Obj. ID: 45574
Jewish Funerary Art Monument to the victims of the Vilnius Ghetto in the Third (Šeškinė) Jewish Cemetery in Vilnius, Lithuania, 1989
Who is Commemorated?
Victims of the Vilnius ghetto.
Description:
The monument is located at the southern edge of the section of the cemetery where people who died in the Vilnius Ghetto are commemorated. Its façade faces the graves, while its western side turns toward the main pathway of the cemetery.
The monument consists of a central granite stele located inside a gate made of two granite piers and a horizontal granite uneven slab inscribed with the dates “1941-1942.” These dates probably refer to those who died in the ghetto and were buried in this cemetery.

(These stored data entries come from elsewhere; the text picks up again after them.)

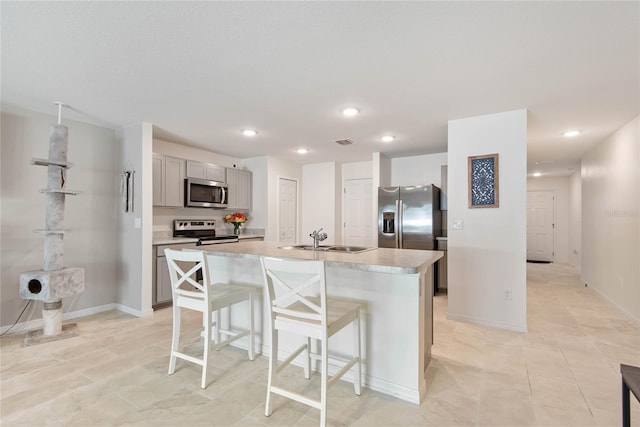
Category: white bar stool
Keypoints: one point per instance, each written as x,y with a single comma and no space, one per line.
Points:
207,298
297,303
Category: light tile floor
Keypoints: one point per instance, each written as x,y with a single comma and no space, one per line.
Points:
563,372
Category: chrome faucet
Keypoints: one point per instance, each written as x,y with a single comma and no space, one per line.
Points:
317,237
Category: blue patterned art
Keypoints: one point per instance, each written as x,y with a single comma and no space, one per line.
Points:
483,181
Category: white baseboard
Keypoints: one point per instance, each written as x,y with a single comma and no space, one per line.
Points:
398,391
38,323
490,323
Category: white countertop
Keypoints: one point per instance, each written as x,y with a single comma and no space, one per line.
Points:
381,260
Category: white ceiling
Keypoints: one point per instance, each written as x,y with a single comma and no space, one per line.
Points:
203,71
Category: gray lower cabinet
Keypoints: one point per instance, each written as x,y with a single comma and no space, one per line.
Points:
441,266
163,282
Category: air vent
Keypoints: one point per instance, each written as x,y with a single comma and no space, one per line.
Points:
344,142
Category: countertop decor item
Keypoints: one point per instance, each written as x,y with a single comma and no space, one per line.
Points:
237,219
483,181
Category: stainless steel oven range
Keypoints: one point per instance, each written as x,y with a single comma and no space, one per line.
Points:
204,231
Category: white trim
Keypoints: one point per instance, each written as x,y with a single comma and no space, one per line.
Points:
484,322
278,178
38,323
628,314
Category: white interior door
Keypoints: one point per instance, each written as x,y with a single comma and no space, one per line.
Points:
357,217
540,226
287,210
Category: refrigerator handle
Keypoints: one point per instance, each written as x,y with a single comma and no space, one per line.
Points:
399,243
396,225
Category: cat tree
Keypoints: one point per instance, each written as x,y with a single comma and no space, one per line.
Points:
54,281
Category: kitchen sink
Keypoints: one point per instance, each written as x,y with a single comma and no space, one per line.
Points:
326,248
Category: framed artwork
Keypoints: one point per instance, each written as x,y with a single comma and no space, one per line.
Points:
483,181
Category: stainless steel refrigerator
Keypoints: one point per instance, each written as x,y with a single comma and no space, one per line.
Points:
409,217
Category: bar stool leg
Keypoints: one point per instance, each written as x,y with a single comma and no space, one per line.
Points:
626,407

The left (eastern) pier is crude, with diagonal carvings, while the right (western) one is polished and bears a Hebrew inscription.
The central stele bears a white Star of David and a short Lithuanian inscription “Ghetto victims” on the white field. Its upper part has wide and narrow white stripes. Similar strips appear also on the stele’s basis and on the crude pier. Only a wide white strip appears in the lower part of the polished pier.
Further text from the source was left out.